LONDON, September 4, 2012 /PRNewswire/ --
ProSpreads, the pioneers of Direct Market Access spread betting in the UK, have introduced mini lots across their range of Futures contracts and Spot FX.
In addition to this, ProSpreads have been granted a licence by the Government of Gibraltar to accept 'Retail' traders as well as 'Professionals'. This means that all the benefits of trading with Direct Market Access (DMA) are now available to a wider audience and no longer the reserve of city trading institutions and arcades.
Mini Lots are 1/10th of the contract size of the full size contract value. For example, for the FTSE 100 Future, the price is £1 per point instead of £10 per point and for the DAX Future, €2.50 per point as opposed to €25. This applies to all the Futures contracts that ProSpreads offer, and Spot FX, which means that a smaller initial outlay is required in order to trade with Direct Market Access and experience all the benefits of ProSpreads' advanced trading platform.
The functionality of the platform is exactly the same as trading normal size Futures and Spot FX, with live prices, split-second execution and guaranteed no re-quotes.
ProSpreads offer some of the tightest spreads in the industry across Bonds, Commodities, Indices, Metals, Interest Rates, Currency Futures and Spot FX. The same spreads apply to mini lots as they do to full size contracts.
With the launch of mini lots comes the announcement that Retail traders can now take advantage of the ProSpreads offering and the numerous benefits available. As per local regulatory requirements, all client funds are held in a segregated account separate from ProSpreads' funds, and retail traders will receive protection under the Gibraltar Investor Compensation Scheme which ProSpreads is a participant in. Payments under the Scheme are limited to 90% of a client's total eligible investments which qualify for compensation under the Act subject to a maximum payment to any one client of €20,000.
DMA is where an individual is able to access the underlying market directly and compete with all the other participants. There is no dealer intervention and crucially traders will be safe in the knowledge that they are not having market prices artificially manipulated against them. The ProSpreads platform shows the live, underlying market prices and volumes. By referencing prices directly from the underlying exchanges, where thousands of market participants compete to trade, ProSpreads can off ultra tight spreads and the assurance that traders will never be re-quoted.

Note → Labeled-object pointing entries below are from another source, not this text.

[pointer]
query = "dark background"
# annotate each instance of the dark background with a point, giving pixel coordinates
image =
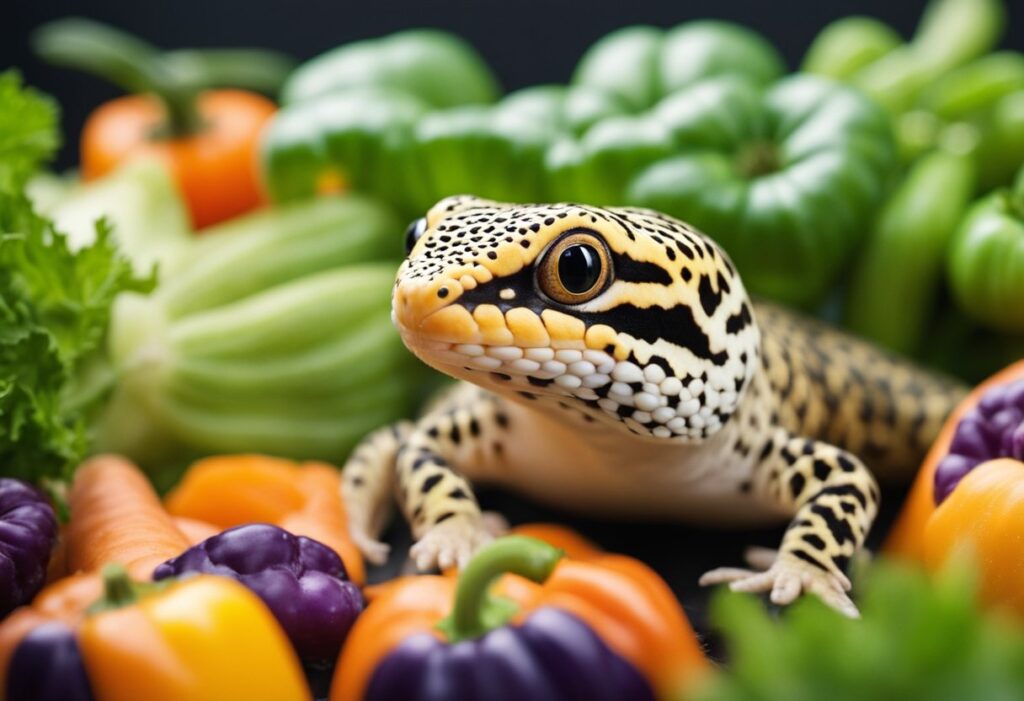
(525, 41)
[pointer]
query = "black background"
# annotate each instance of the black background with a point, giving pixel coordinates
(525, 41)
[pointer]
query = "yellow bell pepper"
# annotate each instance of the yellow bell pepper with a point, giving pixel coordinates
(201, 639)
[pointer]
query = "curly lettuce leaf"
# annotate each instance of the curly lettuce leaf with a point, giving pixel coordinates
(29, 134)
(919, 639)
(54, 304)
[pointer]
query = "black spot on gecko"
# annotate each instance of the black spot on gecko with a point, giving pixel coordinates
(430, 483)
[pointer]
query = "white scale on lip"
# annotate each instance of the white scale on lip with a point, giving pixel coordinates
(579, 373)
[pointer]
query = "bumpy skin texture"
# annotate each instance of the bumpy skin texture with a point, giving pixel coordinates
(666, 393)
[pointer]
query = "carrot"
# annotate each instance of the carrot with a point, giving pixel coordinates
(116, 516)
(301, 497)
(196, 531)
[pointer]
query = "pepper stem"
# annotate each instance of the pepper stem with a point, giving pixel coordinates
(475, 610)
(1017, 194)
(121, 590)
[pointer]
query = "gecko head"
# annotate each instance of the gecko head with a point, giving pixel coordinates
(613, 316)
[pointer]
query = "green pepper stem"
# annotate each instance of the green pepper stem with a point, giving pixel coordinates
(1017, 195)
(475, 612)
(119, 589)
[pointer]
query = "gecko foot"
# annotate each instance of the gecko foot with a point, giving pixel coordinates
(452, 542)
(786, 578)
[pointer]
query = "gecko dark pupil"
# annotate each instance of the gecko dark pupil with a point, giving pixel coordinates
(579, 268)
(414, 232)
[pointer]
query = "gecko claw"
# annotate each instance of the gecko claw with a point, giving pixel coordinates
(785, 579)
(451, 543)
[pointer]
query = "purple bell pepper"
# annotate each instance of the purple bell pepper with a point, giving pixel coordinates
(992, 429)
(47, 666)
(28, 533)
(551, 656)
(301, 580)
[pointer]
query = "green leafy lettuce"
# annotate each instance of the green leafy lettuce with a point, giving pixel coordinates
(54, 302)
(919, 639)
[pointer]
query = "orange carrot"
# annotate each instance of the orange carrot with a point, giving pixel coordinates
(301, 497)
(116, 516)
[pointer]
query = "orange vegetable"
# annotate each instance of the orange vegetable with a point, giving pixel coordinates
(116, 516)
(906, 539)
(214, 165)
(620, 599)
(301, 497)
(985, 513)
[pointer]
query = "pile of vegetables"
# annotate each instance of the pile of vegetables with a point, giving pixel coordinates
(213, 289)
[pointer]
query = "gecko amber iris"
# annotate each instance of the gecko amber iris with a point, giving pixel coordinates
(614, 365)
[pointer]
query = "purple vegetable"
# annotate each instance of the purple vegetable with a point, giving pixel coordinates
(553, 656)
(47, 666)
(302, 581)
(28, 533)
(992, 429)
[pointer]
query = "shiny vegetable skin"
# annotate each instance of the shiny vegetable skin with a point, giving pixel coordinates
(785, 179)
(435, 67)
(986, 260)
(28, 533)
(642, 64)
(906, 539)
(303, 498)
(604, 627)
(207, 138)
(274, 337)
(302, 581)
(904, 256)
(202, 639)
(984, 515)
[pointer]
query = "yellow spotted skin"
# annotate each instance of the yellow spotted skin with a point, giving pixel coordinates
(666, 392)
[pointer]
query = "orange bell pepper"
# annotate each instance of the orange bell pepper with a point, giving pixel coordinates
(202, 639)
(301, 497)
(906, 539)
(621, 600)
(985, 515)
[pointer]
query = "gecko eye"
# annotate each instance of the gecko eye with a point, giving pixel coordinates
(414, 232)
(574, 269)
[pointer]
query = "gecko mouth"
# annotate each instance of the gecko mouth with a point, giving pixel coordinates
(584, 380)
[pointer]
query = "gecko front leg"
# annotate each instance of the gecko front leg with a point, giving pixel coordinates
(835, 499)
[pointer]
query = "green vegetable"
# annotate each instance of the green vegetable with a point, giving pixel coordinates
(140, 202)
(54, 304)
(271, 335)
(101, 49)
(904, 256)
(786, 179)
(950, 33)
(986, 260)
(847, 45)
(642, 64)
(435, 67)
(920, 640)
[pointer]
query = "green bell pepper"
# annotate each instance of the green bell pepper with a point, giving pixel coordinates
(986, 260)
(904, 256)
(355, 139)
(847, 45)
(786, 179)
(438, 68)
(642, 64)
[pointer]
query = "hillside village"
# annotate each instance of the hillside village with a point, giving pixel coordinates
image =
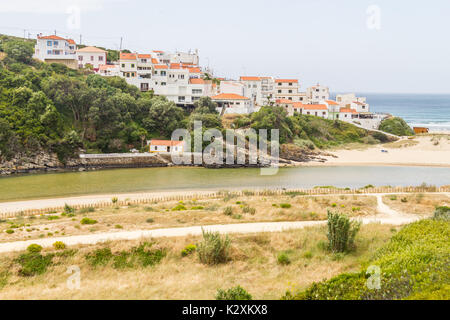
(180, 78)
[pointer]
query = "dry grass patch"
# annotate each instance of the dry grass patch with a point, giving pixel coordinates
(244, 209)
(417, 203)
(253, 265)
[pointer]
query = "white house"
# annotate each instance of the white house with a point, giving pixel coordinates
(317, 94)
(228, 103)
(91, 55)
(166, 146)
(55, 49)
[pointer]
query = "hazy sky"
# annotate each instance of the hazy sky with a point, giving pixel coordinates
(324, 41)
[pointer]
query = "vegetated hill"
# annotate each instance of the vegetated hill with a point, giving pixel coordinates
(396, 126)
(414, 265)
(308, 132)
(51, 108)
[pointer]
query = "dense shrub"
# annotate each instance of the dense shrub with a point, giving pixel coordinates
(341, 232)
(236, 293)
(190, 248)
(34, 248)
(33, 263)
(414, 264)
(214, 248)
(88, 221)
(59, 245)
(442, 213)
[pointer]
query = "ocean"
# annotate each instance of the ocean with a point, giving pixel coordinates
(418, 110)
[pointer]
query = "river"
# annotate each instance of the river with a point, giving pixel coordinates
(51, 185)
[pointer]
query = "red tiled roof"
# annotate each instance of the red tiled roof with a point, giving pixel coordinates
(165, 142)
(314, 107)
(250, 78)
(286, 101)
(286, 80)
(127, 56)
(333, 103)
(160, 66)
(229, 96)
(347, 110)
(194, 70)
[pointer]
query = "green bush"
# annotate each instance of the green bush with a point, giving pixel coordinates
(396, 126)
(442, 213)
(341, 232)
(179, 207)
(228, 211)
(34, 248)
(59, 245)
(88, 221)
(214, 248)
(33, 263)
(190, 248)
(283, 258)
(236, 293)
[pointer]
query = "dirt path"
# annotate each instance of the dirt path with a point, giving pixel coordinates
(386, 216)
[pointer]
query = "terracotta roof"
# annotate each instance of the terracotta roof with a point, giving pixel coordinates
(52, 37)
(229, 96)
(286, 80)
(333, 103)
(160, 66)
(91, 49)
(250, 78)
(127, 56)
(196, 81)
(286, 101)
(314, 107)
(107, 66)
(347, 110)
(165, 142)
(194, 70)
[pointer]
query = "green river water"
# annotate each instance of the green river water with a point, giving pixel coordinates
(49, 185)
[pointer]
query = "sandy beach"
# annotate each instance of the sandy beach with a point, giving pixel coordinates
(428, 150)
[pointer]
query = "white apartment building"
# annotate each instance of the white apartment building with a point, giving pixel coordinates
(287, 89)
(91, 56)
(231, 103)
(55, 49)
(317, 94)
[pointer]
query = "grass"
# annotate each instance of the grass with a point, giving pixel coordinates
(251, 208)
(414, 264)
(252, 265)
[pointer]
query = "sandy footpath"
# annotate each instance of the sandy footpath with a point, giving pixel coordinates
(385, 215)
(423, 152)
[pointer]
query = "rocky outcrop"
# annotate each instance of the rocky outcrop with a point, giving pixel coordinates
(41, 161)
(292, 152)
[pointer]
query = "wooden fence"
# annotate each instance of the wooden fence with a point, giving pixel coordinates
(221, 194)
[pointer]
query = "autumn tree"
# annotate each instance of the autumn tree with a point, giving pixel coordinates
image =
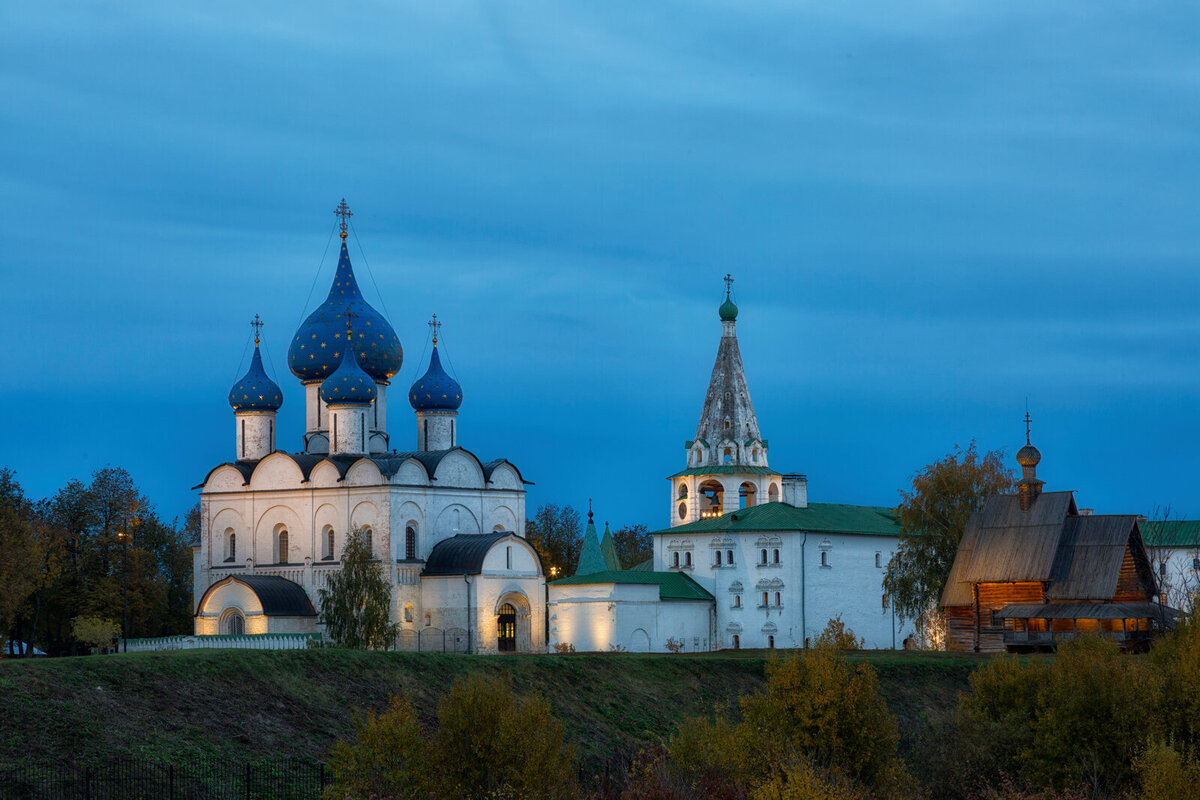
(933, 516)
(355, 607)
(557, 534)
(634, 545)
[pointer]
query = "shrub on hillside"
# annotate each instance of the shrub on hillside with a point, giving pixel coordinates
(490, 743)
(817, 709)
(839, 637)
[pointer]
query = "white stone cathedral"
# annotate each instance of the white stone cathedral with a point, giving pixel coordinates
(747, 560)
(447, 527)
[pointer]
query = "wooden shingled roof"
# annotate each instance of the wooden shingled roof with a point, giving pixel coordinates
(1078, 557)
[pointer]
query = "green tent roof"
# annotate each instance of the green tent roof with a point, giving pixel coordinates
(817, 517)
(591, 555)
(672, 585)
(1171, 533)
(609, 551)
(725, 470)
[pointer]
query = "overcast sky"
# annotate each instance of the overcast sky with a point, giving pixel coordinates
(933, 211)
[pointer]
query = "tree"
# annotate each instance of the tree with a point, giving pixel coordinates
(933, 517)
(355, 607)
(634, 545)
(557, 534)
(95, 632)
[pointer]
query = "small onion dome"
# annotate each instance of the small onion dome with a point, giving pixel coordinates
(312, 353)
(436, 390)
(349, 384)
(729, 311)
(256, 391)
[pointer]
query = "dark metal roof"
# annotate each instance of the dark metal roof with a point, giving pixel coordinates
(279, 596)
(1077, 557)
(463, 554)
(388, 463)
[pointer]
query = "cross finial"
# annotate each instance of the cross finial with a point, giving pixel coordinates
(345, 212)
(349, 314)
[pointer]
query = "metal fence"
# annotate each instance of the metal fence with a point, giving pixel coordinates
(132, 779)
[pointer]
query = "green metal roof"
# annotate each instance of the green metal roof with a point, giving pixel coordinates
(817, 517)
(591, 555)
(672, 585)
(725, 470)
(1173, 533)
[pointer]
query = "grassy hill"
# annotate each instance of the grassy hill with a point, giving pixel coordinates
(256, 705)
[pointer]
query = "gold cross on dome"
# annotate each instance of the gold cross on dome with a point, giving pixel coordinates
(257, 324)
(345, 212)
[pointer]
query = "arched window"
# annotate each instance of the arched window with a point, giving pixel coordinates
(409, 542)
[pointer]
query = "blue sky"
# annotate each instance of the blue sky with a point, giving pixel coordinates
(933, 214)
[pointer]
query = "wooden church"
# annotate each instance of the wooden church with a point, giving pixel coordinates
(1032, 571)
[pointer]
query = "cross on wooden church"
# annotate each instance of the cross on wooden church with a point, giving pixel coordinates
(345, 212)
(257, 324)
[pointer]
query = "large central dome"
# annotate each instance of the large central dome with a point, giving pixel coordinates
(316, 350)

DMA provides the ultimate in price transparency as traders can see, not just the highest bid and lowest offer, but also all the underlying bids and offers outside the market spread. The platform allows traders to trade inside the spread, or at any other price, so a buyer of the FTSE 100 Future for example, can 'join' the bid or even bid inside the spread offered by ProSpreads, giving the ultimate flexibility in trade management.
The ProSpreads platform is unique and with the introduction of mini lots and retail it is now accessible and affordable to all traders looking for that extra edge.
Spread betting carries a high risk to your capital, can be very volatile and prices may move rapidly against you. Only speculate with money you can afford to lose as you may lose more than your original deposit and be required to make further payments. Spread betting may not be suitable for all customers, so ensure you fully understand the risks involved and seek independent advice if necessary. ProSpreads Limited, incorporated in Gibraltar, is a part of the group of companies controlled by London Capital Group Holdings plc, registered number: 05497744, registered address: 2nd floor, 6 Devonshire Square, London, EC2M 4AB. ProSpreads Limited is a company registered in Gibraltar, registered number 91368. Registered address: 2/3b Horse Barrack Lane, Gibraltar. ProSpreads Limited is licensed by the Government of Gibraltar and regulated by the Gibraltar Gambling Commissioner (Gaming Licence No.28) and authorised and regulated by the Financial Services Commission).